Sur les bords du lac, on tente de minimiser cette fuite. Mais le choc est rude. « Le négoce de pétrole depuis Genève se caractérise par une expertise reconnue internationalement et un environnement offrant des conditions-cadres favorables. Le secteur ne devrait pas être trop affecté par ce départ, pour autant que les conditions-cadres restent favorables », assure Stéphane Graber, le secrétaire général de l’Association suisse du négoce de matières premières et le transport maritime (STSA) dans La Tribune de Genève.
La SEC sur le coup
Cette débandade n’évitera pas forcément les ennuis au géant chinois. Le 30 août, l’Américain Bloomberg, spécialiste des marchés financiers et de l’information économique et financière, annonçait que Sinopec était rattrapé par la justice et les autorités boursières américaines, la SEC (Securities and Exchange Commission) (*). Les raisons ? Les paiements supposés illicites de 100 millions de dollars, versés depuis la Suisse vers le Nigeria, seraient passés par des banques à New York et en Californie. Selon le quotidien suisse Le Temps, la justice genevoise aurait d’ailleurs eu vent de cette procédure ouverte de l’autre côté de l’Atlantique. « Il était inutile de poursuivre une procédure tentaculaire pour des faits commis essentiellement au Nigeria alors que les autorités américaines enquêtaient sur les mêmes faits », croit savoir le journal.

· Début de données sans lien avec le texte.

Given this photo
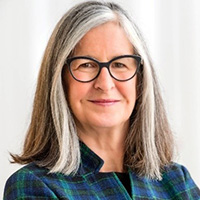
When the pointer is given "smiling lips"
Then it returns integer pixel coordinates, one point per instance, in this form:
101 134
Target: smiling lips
104 102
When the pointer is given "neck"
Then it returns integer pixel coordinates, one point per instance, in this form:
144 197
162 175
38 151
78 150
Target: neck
108 144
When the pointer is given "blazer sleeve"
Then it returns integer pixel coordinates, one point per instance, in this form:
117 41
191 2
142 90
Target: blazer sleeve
24 184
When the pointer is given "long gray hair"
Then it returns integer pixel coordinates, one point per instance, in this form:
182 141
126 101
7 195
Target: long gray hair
52 139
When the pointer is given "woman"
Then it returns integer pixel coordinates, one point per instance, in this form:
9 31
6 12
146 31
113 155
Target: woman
98 129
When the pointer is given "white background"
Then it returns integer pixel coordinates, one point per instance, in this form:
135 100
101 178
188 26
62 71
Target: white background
171 29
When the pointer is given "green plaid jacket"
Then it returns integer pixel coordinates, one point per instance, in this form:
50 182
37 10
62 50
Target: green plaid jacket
33 182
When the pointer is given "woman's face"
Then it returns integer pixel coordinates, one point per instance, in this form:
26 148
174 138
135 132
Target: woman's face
104 102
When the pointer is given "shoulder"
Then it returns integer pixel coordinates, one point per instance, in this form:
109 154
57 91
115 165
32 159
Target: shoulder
177 171
178 178
28 183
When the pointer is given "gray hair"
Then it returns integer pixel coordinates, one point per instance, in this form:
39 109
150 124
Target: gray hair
52 133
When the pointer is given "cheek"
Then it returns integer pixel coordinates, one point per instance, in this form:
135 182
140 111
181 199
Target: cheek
129 90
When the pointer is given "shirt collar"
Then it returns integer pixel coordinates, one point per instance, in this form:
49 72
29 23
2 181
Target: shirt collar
90 162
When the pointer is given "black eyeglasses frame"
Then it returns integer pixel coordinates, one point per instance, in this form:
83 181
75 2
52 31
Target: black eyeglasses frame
104 64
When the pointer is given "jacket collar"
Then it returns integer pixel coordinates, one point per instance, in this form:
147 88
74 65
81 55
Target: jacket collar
90 162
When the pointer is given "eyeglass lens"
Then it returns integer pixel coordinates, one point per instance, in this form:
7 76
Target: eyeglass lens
84 69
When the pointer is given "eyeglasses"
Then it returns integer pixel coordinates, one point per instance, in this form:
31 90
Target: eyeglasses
85 69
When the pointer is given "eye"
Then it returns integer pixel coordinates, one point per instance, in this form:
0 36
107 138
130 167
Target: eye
118 65
87 65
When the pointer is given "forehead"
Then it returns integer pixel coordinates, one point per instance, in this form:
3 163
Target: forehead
106 39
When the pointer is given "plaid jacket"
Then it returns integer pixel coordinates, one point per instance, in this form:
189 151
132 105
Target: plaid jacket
33 182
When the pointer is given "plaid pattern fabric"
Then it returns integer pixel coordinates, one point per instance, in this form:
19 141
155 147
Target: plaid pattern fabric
33 182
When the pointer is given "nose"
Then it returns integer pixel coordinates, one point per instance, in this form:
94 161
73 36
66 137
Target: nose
104 81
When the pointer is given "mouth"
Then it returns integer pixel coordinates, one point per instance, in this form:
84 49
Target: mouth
104 102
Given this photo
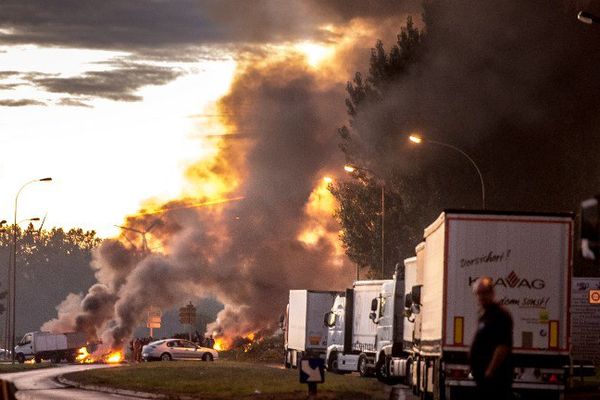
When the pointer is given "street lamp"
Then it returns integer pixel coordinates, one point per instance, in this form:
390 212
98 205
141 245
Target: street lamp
419 139
350 169
14 269
588 18
9 286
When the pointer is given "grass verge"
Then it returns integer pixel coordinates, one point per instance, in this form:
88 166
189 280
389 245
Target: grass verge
226 380
8 368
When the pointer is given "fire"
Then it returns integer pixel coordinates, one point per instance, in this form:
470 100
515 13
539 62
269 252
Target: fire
320 224
85 357
114 357
220 344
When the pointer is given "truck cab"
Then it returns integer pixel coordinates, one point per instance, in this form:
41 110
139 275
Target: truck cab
393 313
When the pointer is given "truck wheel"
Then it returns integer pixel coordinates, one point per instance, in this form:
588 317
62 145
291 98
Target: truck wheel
382 373
363 368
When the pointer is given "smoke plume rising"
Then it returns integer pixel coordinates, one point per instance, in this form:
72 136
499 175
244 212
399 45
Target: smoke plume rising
513 84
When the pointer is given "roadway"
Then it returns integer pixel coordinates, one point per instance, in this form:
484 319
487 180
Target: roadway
42 384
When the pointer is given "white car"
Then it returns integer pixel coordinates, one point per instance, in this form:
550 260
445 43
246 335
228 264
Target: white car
177 349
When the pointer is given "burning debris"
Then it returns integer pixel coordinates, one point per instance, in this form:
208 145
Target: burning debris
100 355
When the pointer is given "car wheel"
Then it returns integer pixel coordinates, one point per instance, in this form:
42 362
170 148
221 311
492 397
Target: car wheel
363 369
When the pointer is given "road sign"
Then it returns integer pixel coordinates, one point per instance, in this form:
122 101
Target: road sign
187 314
154 319
312 370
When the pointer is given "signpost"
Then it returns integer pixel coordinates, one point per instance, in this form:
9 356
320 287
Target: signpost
187 316
153 320
312 371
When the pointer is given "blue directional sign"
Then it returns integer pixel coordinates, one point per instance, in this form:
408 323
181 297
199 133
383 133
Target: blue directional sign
312 370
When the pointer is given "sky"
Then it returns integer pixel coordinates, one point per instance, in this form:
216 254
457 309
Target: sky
114 99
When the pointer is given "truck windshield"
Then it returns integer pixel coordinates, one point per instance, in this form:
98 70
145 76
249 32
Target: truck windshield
26 340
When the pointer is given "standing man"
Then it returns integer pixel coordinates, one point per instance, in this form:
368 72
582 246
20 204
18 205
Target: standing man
492 345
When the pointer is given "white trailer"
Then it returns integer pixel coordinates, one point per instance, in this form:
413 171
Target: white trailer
305 332
50 346
529 257
352 344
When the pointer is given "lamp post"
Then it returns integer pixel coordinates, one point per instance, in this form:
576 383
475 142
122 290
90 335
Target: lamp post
14 269
419 139
351 168
10 288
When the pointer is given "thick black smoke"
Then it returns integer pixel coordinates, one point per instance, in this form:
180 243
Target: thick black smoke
513 84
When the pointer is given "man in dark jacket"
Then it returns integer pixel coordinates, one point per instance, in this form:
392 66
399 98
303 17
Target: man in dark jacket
492 345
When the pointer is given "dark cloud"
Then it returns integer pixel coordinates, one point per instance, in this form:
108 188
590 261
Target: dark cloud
72 102
510 83
116 84
21 103
149 25
7 74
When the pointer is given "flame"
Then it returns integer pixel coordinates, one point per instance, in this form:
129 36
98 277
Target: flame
314 53
320 223
220 344
85 357
114 357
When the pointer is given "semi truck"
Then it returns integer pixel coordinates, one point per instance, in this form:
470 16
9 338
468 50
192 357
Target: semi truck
50 346
352 336
305 333
394 310
529 258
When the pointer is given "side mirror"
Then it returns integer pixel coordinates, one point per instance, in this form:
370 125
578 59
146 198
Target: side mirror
329 319
416 295
407 300
374 304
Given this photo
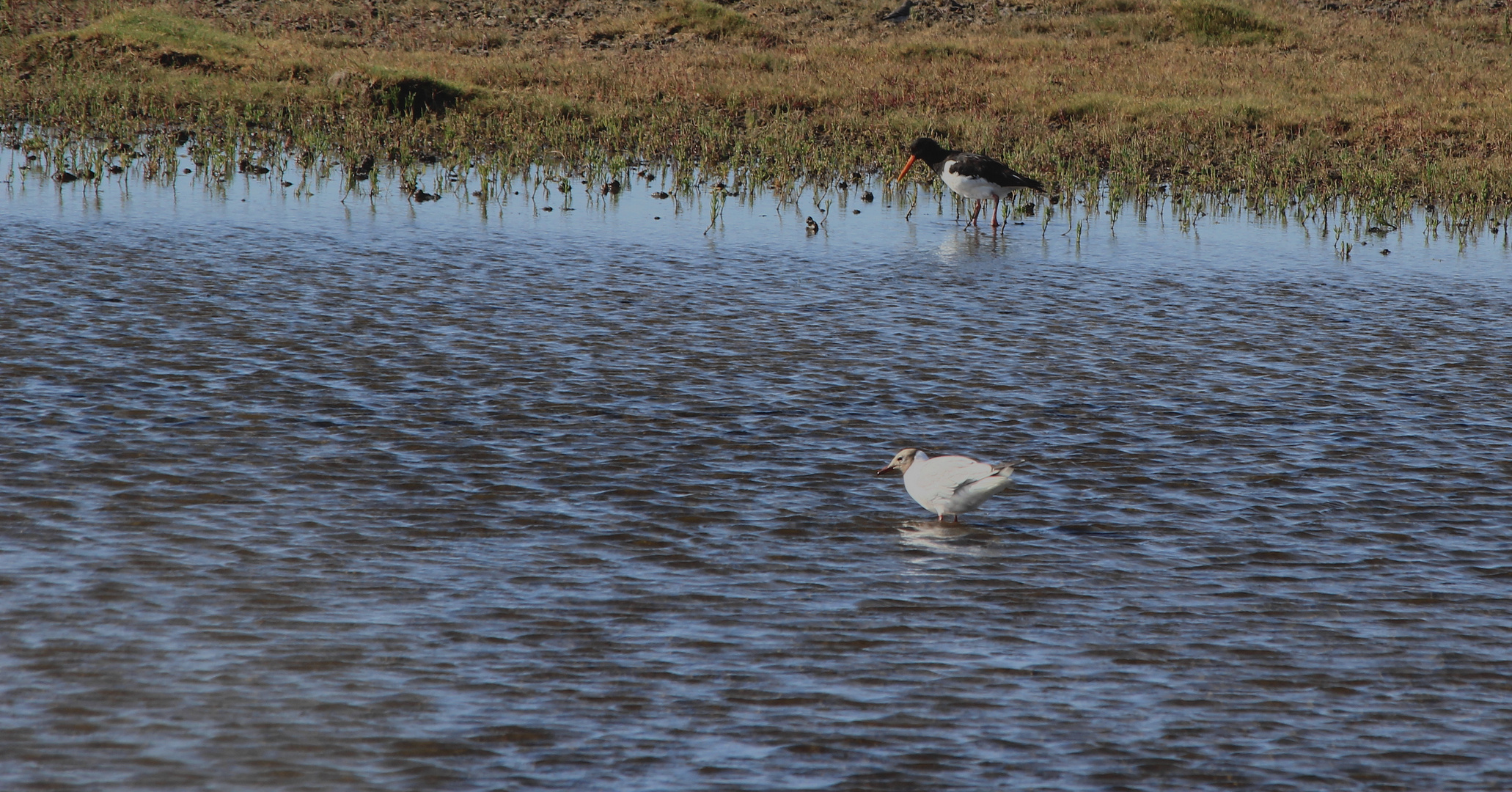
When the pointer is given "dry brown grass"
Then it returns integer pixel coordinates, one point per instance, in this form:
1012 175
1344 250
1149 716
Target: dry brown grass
1275 97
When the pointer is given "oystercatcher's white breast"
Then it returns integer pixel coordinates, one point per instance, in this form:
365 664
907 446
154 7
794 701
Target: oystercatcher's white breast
972 186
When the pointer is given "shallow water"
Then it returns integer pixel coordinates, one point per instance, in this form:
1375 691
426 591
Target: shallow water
306 495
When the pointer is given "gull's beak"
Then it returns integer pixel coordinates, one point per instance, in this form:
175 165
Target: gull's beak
912 159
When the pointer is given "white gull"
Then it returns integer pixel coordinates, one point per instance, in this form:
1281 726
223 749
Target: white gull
948 484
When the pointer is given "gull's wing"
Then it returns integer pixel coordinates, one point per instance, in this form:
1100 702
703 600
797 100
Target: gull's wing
947 475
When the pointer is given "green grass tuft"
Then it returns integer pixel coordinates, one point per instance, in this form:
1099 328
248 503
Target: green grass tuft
711 21
1214 21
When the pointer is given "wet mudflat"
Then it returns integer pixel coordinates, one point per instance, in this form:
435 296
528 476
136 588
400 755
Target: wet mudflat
301 495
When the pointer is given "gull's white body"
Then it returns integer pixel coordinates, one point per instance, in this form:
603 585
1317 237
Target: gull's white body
948 484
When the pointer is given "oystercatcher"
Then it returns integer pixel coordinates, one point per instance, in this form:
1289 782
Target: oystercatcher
969 176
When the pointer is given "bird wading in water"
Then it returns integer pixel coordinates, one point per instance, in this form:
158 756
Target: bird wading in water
969 176
948 484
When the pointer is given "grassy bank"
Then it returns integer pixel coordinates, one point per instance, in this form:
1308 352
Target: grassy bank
1387 105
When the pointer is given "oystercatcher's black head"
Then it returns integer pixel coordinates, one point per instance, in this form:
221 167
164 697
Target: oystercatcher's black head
928 150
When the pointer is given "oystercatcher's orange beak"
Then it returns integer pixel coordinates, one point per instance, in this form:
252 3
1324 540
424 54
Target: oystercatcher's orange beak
912 159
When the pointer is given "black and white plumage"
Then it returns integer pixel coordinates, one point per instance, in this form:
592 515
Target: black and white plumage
969 176
900 14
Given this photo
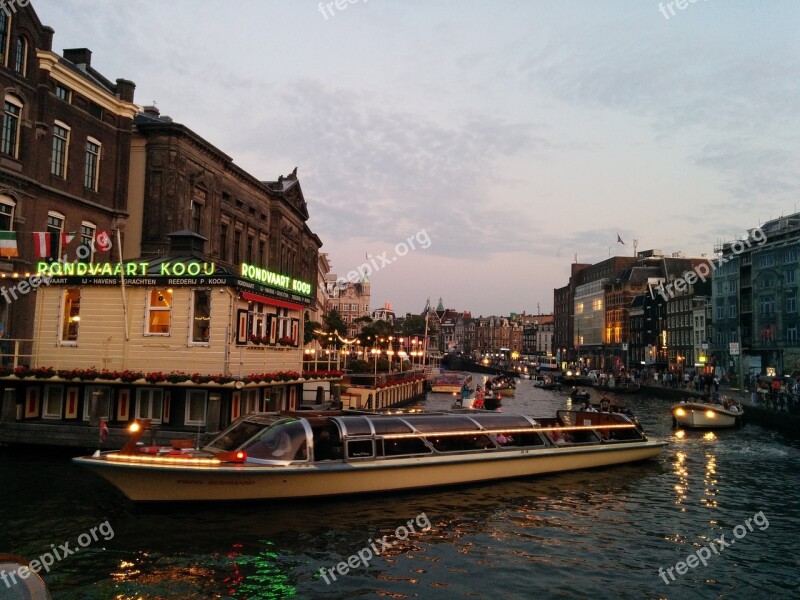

Il reste à savoir comment un géant chinois, qui pèse plus de quatre cents milliards de dollars de chiffre d’affaires et emploie plus de 600 000 personnes, pourrait réagir face aux accusations américaines. Il n’est pas certain que la China Petroleum and Chemical Corporation baisse la tête comme BNP Paribas et accepte une amende de plusieurs milliards de dollars. La grande banque française, sanctionnée pour avoir violé des embargos américains à Cuba, en Iran, et surtout au Soudan, s’est, depuis, presque entièrement retirée du marché.
(*) « Chinese Oil Giant Sinopec probed by the US Over Nigeria bribery allegations ».